Após dez anos, justiça derruba lei de MS e proíbe queima de palha de cana

A Justiça Federal derrubou uma lei estadual aprovada em 2007 pela Assembleia Legislativa de Mato Grosso do Sul atribuindo a 18 municípios da região sul a competência para decidir sobre autorizações para queimada da palha de cana. A decisão foi tomada em março deste ano pelo juiz da 1ª Vara Federal de Dourados, Moisés Anderson Costa Rodrigues da Silva, em ação civil pública movida pelo MPF (Ministério Público Federal).

O caso se arrastava desde 2008, quando o MPF entrou com ação para derrubar a lei estadual – sancionada em janeiro de 2007 pelo então governador André Puccinelli – e conseguiu uma liminar na primeira instância, mas o governo do estado e as empresas agrícolas recorreram ao TRF (Tribunal Regional Federal) da 3ª Região, em São Paulo, e conseguiram liberar a queimada.

Em 2013, no entanto, o próprio TRF reconsiderou a decisão após recurso da Procuradoria Regional da República e manteve a proibição, que vigora até hoje.

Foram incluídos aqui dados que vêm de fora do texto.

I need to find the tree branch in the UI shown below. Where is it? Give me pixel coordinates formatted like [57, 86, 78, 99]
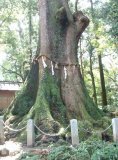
[0, 11, 12, 28]
[0, 1, 13, 28]
[75, 0, 79, 12]
[74, 11, 90, 40]
[61, 0, 73, 23]
[89, 0, 95, 19]
[0, 65, 24, 82]
[104, 73, 118, 88]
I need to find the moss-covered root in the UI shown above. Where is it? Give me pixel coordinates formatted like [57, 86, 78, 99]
[33, 69, 67, 128]
[6, 61, 39, 117]
[83, 83, 103, 120]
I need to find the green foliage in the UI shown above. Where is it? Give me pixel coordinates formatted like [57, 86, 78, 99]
[79, 0, 118, 110]
[102, 0, 118, 40]
[19, 153, 40, 160]
[48, 145, 90, 160]
[91, 143, 118, 160]
[81, 139, 106, 156]
[18, 141, 118, 160]
[79, 139, 118, 160]
[0, 0, 38, 82]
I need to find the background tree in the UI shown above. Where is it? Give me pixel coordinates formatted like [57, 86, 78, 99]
[0, 0, 38, 82]
[88, 41, 98, 105]
[80, 0, 118, 110]
[102, 0, 118, 41]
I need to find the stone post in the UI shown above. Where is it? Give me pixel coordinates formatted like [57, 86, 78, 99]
[112, 118, 118, 142]
[0, 116, 5, 144]
[70, 119, 79, 146]
[27, 119, 35, 147]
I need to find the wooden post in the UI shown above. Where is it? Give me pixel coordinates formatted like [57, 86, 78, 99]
[70, 119, 79, 146]
[27, 119, 35, 147]
[112, 118, 118, 142]
[0, 116, 5, 144]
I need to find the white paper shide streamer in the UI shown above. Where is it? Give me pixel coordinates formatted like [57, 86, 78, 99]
[51, 61, 54, 75]
[64, 66, 67, 79]
[42, 56, 47, 68]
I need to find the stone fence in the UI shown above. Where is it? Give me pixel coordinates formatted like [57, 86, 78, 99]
[0, 117, 118, 147]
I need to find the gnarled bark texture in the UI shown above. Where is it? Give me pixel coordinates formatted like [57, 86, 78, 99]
[6, 0, 102, 132]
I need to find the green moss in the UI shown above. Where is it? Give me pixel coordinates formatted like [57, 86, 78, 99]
[11, 86, 33, 116]
[34, 69, 67, 125]
[83, 83, 103, 120]
[11, 62, 39, 116]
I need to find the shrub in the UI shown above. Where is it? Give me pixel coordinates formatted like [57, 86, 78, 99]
[80, 139, 105, 156]
[19, 153, 40, 160]
[91, 143, 118, 160]
[48, 145, 90, 160]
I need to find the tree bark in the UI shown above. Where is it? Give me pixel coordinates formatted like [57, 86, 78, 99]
[28, 0, 33, 64]
[6, 0, 102, 130]
[89, 51, 98, 105]
[79, 38, 84, 80]
[98, 54, 107, 107]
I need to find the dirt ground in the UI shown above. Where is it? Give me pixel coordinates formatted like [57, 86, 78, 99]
[0, 140, 51, 160]
[0, 140, 23, 160]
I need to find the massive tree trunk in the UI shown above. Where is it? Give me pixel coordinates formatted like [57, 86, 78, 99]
[6, 0, 102, 131]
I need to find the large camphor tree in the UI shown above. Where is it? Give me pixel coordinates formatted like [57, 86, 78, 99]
[6, 0, 102, 132]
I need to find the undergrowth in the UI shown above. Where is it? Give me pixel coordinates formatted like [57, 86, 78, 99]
[19, 140, 118, 160]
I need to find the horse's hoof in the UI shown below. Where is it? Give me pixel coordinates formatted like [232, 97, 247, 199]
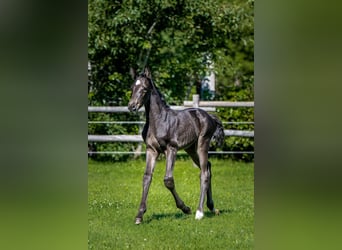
[135, 218, 143, 225]
[213, 208, 220, 215]
[182, 206, 192, 214]
[195, 210, 204, 220]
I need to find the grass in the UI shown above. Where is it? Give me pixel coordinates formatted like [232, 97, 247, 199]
[88, 158, 254, 249]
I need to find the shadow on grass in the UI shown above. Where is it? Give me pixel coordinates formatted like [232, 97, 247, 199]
[144, 208, 234, 224]
[144, 212, 189, 223]
[204, 208, 234, 217]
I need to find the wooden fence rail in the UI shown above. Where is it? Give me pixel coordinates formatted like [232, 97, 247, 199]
[88, 95, 253, 113]
[88, 96, 254, 155]
[183, 101, 254, 108]
[88, 129, 254, 143]
[88, 106, 216, 112]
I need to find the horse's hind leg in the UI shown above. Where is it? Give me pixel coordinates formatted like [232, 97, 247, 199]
[206, 161, 219, 215]
[206, 161, 214, 211]
[195, 136, 220, 220]
[164, 145, 191, 214]
[185, 146, 218, 217]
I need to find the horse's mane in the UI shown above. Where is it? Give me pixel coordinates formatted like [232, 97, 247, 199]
[152, 84, 170, 108]
[140, 73, 170, 108]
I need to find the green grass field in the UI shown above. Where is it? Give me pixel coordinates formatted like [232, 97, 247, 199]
[88, 158, 254, 249]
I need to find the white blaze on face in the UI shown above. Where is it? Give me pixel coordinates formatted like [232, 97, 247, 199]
[135, 79, 141, 86]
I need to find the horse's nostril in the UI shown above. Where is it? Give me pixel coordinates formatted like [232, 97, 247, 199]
[128, 103, 137, 112]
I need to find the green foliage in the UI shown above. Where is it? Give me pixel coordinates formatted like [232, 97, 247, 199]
[88, 0, 254, 161]
[88, 159, 254, 249]
[215, 85, 254, 161]
[88, 112, 142, 161]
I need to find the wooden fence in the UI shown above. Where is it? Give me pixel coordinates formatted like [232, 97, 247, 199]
[88, 95, 254, 155]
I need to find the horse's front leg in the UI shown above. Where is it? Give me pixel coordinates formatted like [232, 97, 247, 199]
[135, 148, 159, 224]
[164, 145, 191, 214]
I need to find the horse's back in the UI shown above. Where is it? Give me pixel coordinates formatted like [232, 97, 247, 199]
[180, 108, 218, 137]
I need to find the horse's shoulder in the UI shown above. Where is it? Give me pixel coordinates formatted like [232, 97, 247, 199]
[143, 127, 163, 151]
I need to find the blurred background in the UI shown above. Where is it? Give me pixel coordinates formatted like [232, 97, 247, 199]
[88, 0, 254, 162]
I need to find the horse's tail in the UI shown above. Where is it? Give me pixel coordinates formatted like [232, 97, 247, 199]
[210, 114, 225, 148]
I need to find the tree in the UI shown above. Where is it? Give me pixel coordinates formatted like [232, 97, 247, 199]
[88, 0, 254, 161]
[88, 0, 253, 103]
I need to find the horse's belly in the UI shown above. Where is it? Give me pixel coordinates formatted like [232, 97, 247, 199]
[175, 130, 197, 149]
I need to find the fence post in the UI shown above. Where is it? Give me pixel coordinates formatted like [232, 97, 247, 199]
[193, 94, 199, 108]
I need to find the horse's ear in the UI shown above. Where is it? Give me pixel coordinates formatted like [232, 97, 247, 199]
[129, 67, 136, 79]
[144, 67, 152, 79]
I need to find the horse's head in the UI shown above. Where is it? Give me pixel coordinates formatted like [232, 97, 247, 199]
[128, 67, 153, 112]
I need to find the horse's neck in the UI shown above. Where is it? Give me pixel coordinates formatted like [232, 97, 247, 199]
[144, 89, 168, 123]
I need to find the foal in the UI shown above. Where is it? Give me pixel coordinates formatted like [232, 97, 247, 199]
[128, 68, 224, 224]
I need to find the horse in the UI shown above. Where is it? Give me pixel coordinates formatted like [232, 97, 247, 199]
[128, 67, 224, 224]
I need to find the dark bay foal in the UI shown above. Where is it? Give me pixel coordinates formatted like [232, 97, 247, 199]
[128, 67, 224, 224]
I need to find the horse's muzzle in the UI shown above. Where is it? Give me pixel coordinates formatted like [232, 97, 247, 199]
[128, 105, 137, 112]
[128, 101, 139, 112]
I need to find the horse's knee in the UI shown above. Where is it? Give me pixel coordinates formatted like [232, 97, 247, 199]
[143, 172, 153, 184]
[164, 176, 174, 190]
[199, 170, 211, 185]
[198, 169, 210, 179]
[198, 161, 211, 176]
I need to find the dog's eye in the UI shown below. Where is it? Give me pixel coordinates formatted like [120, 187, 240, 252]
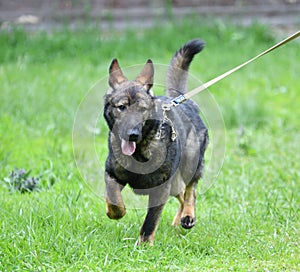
[140, 106, 148, 112]
[117, 105, 127, 112]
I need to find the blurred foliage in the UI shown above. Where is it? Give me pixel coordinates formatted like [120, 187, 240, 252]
[3, 168, 40, 193]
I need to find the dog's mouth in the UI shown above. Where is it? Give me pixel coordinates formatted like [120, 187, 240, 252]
[121, 139, 136, 156]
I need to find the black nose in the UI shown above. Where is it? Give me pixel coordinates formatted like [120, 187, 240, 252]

No mês passado, após uma década de demora, a Justiça finalmente deu uma sentença para o caso e derrubou em definitivo a lei estadual.

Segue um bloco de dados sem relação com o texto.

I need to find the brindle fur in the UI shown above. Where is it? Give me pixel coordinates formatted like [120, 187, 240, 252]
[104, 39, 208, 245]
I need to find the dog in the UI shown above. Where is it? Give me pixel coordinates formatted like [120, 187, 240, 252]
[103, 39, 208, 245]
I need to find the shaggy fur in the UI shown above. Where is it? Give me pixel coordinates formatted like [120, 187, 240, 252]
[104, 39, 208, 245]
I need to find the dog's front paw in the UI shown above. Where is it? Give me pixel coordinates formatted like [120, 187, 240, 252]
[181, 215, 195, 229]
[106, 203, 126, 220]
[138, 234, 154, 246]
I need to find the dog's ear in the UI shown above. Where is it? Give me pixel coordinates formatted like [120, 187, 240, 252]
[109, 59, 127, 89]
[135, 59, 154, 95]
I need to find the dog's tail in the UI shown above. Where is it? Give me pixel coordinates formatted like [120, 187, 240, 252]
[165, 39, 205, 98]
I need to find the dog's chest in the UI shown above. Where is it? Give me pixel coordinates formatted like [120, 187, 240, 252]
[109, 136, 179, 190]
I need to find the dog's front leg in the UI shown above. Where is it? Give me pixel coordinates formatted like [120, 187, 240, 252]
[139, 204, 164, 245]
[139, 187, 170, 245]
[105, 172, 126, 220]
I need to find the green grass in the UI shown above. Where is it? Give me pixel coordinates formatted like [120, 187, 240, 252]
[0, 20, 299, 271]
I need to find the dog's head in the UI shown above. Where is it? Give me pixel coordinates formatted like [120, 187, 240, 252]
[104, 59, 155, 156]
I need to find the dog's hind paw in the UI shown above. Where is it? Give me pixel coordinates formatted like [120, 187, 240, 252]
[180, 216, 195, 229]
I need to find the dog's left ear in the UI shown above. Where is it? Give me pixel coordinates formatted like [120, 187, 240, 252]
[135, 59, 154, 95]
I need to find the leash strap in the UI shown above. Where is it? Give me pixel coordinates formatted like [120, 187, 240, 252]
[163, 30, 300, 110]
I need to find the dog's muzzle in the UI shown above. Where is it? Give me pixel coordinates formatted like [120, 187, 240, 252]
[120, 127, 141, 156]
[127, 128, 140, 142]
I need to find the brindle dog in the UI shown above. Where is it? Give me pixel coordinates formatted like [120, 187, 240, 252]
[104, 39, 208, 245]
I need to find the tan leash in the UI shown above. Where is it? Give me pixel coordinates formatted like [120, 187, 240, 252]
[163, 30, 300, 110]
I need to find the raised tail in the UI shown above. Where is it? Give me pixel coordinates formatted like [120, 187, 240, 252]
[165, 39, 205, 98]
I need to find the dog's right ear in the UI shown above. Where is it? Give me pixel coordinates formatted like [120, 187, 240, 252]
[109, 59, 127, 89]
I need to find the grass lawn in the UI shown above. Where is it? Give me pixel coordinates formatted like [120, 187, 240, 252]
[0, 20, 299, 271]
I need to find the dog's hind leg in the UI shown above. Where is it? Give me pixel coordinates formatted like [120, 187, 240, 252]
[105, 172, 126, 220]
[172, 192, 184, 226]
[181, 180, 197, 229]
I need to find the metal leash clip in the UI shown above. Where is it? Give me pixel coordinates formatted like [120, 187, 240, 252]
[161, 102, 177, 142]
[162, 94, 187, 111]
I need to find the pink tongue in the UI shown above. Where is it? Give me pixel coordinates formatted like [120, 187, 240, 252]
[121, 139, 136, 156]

Os municípios abrangidos pela decisão judicial são Anaurilândia, Angélica, Bataiporã, Caarapó, Deodápolis, Douradina, Dourados, Fátima do Sul, Glória de Dourados, Itaporã, Ivinhema, Maracaju, Nova Alvorada do Sul, Nova Andradina, Novo Horizonte do Sul, Rio Brilhante, Taquarussu e Vicentina.

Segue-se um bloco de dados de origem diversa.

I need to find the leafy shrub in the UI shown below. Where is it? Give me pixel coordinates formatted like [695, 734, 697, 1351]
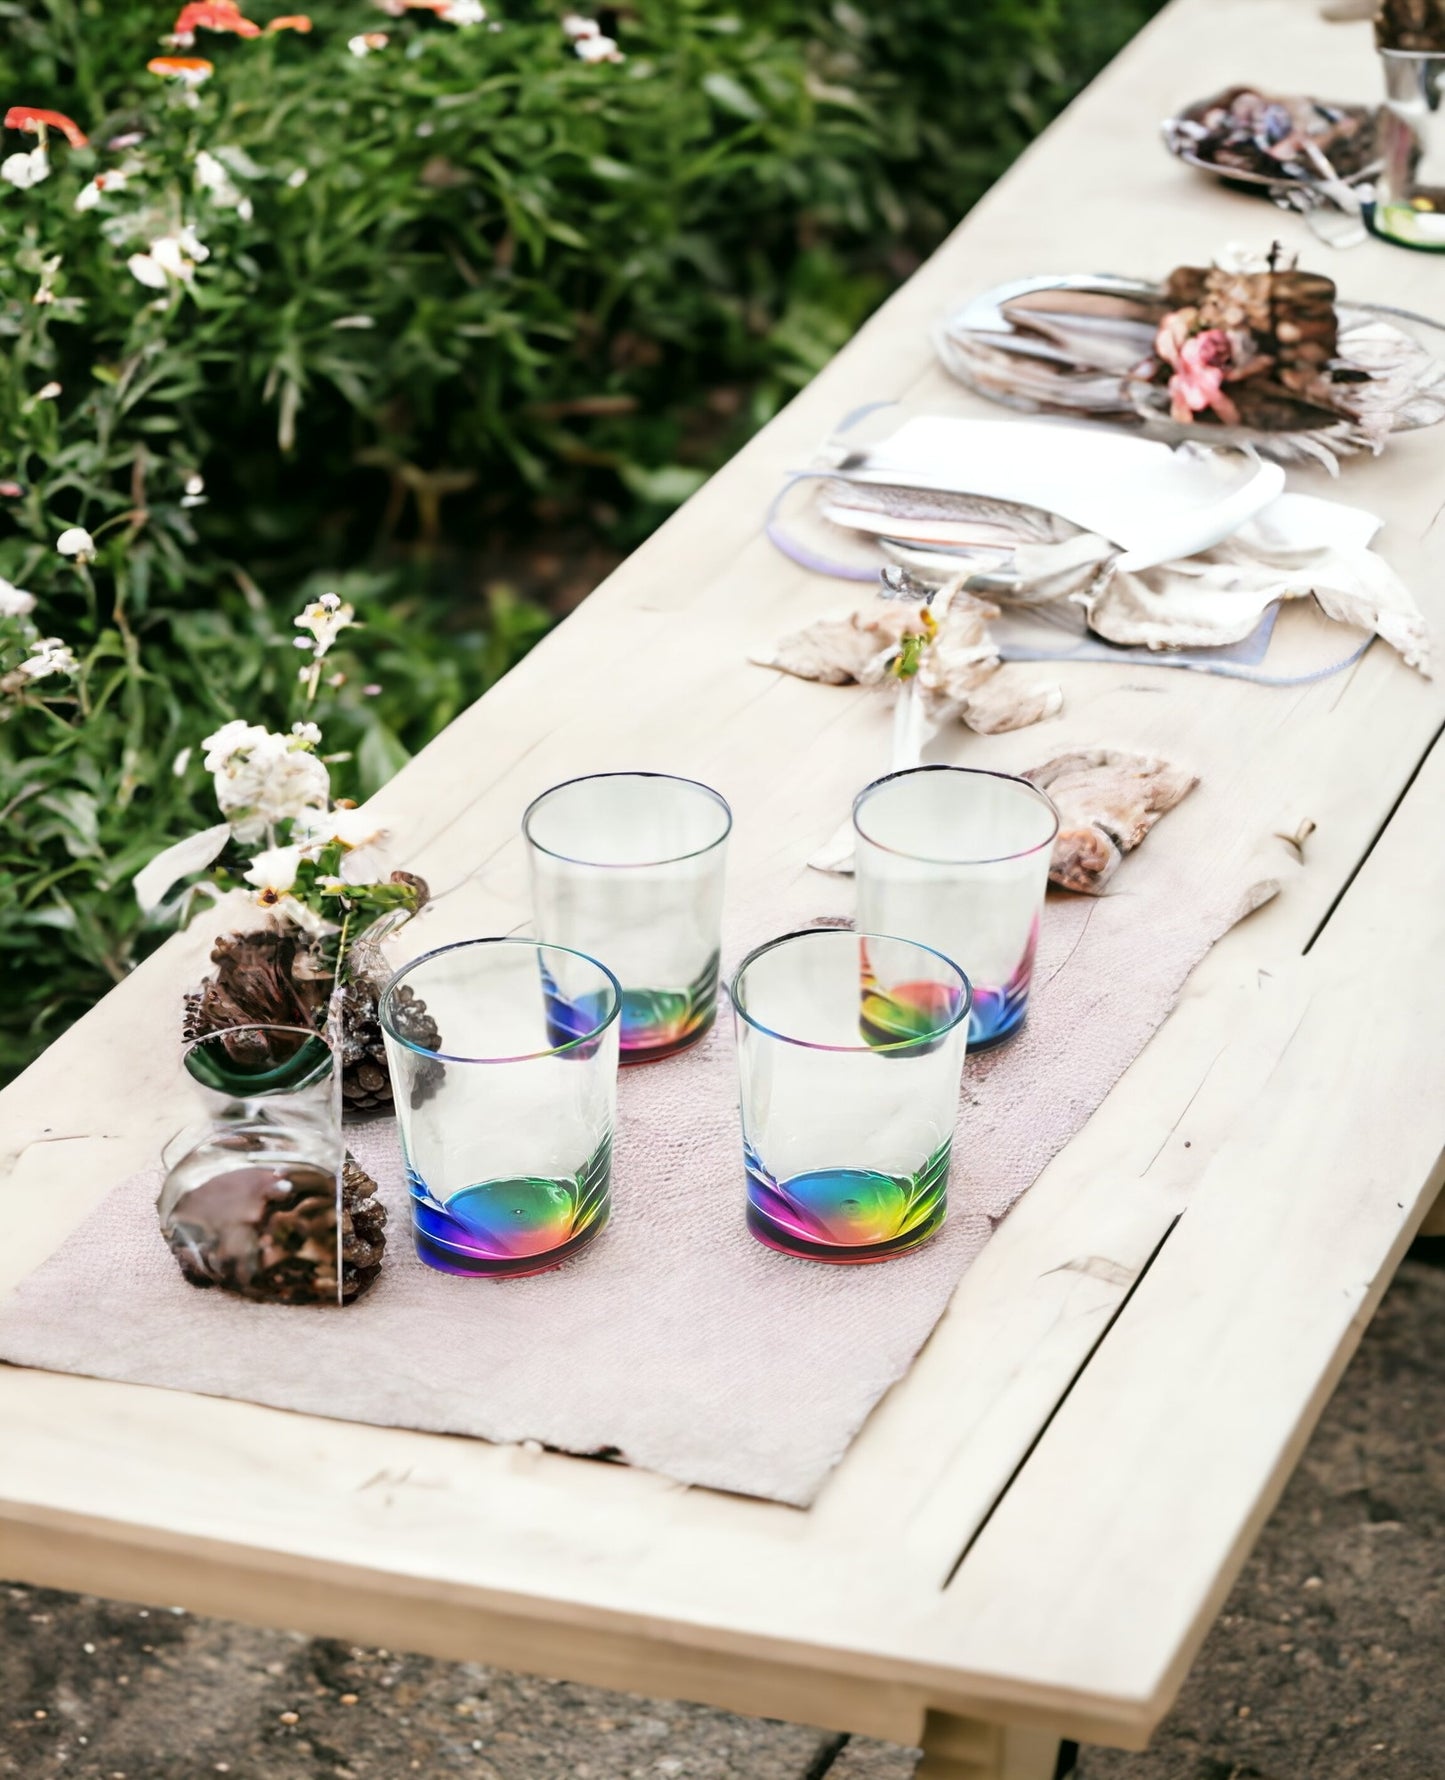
[0, 0, 1159, 1080]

Ibama – “Julgo parcialmente procedente a demanda e reconheço a nulidade das autorizações de queima da palha da cana de açúcar expedidas pelos municípios com base na Lei Estadual 3.357/2007 e determino ao Ibama que promova o licenciamento ambiental da atividade, mediante prévia elaboração de estudo de impacto ambiental”, afirmou o magistrado na sentença.

Na ação, acolhida pela Justiça, o MPF alegou que o uso do fogo para preparo da colheita da cana-de-açúcar constitui prática danosa ao meio ambiente, além de afetar a saúde dos trabalhadores e da população.

“A Lei Estadual 3.357/2007 é inconstitucional e ilegal, pois autoriza o uso indiscriminado da queima da palha da cana, independentemente de licenciamento e prévio estudo de impacto ambiental, além de violar o sistema constitucional de repartição de competências”, afirmou o MPF, ao defender a colheita mecanizada por trazer melhores condições de salubridade aos trabalhadores e aumento da demanda por trabalho qualificado.

Afeta até outro país – Para o juiz Moisés da Silva, a lei estatual prevê de forma genérica o uso do fogo como método despalhador, independentemente da realização de prévio estudo de impacto ambiental. Segundo o magistrado, os danos ambientais porventura decorrentes da autorização ultrapassam a esfera local, já que a região fica perto da divisa com outros estados e da fronteira com o Paraguai.

“A região de Dourados encontra-se em zona de fronteira seca, a menos de 120 km do vizinho, Paraguai. A eventual dispersão de gases tóxicos, oriundos da queima da palha da cana-açúcar, provocará danos que transcendem a uma municipalidade, o que pode, inclusive, gerar danos a grande parte do cone sul do Estado de Mato Grosso do Sul, chegando, provavelmente ao Estado de São Paulo”, afirma a sentença.

Extrapolou – Na decisão, o juiz afirma que a Assembleia Legislativa não poderia autorizar um município a avaliar dano ambiental que supera sua extensão territorial, “vulnerando entidades federativas congêneres, e, até mesmo, entidades soberanas, como é o país vizinho”.

“Hoje não estamos na época da coivara, queimada da mata para limpeza do solo, que herdamos dos índios. Dispomos de um moderno parque agroindustrial sucroalcooleiro, que exporta tecnologia e, ainda assim, vale-se de uma prática daninha, prévia ao povoamento do Brasil pelos portugueses”, sentenciou o magistrado federal.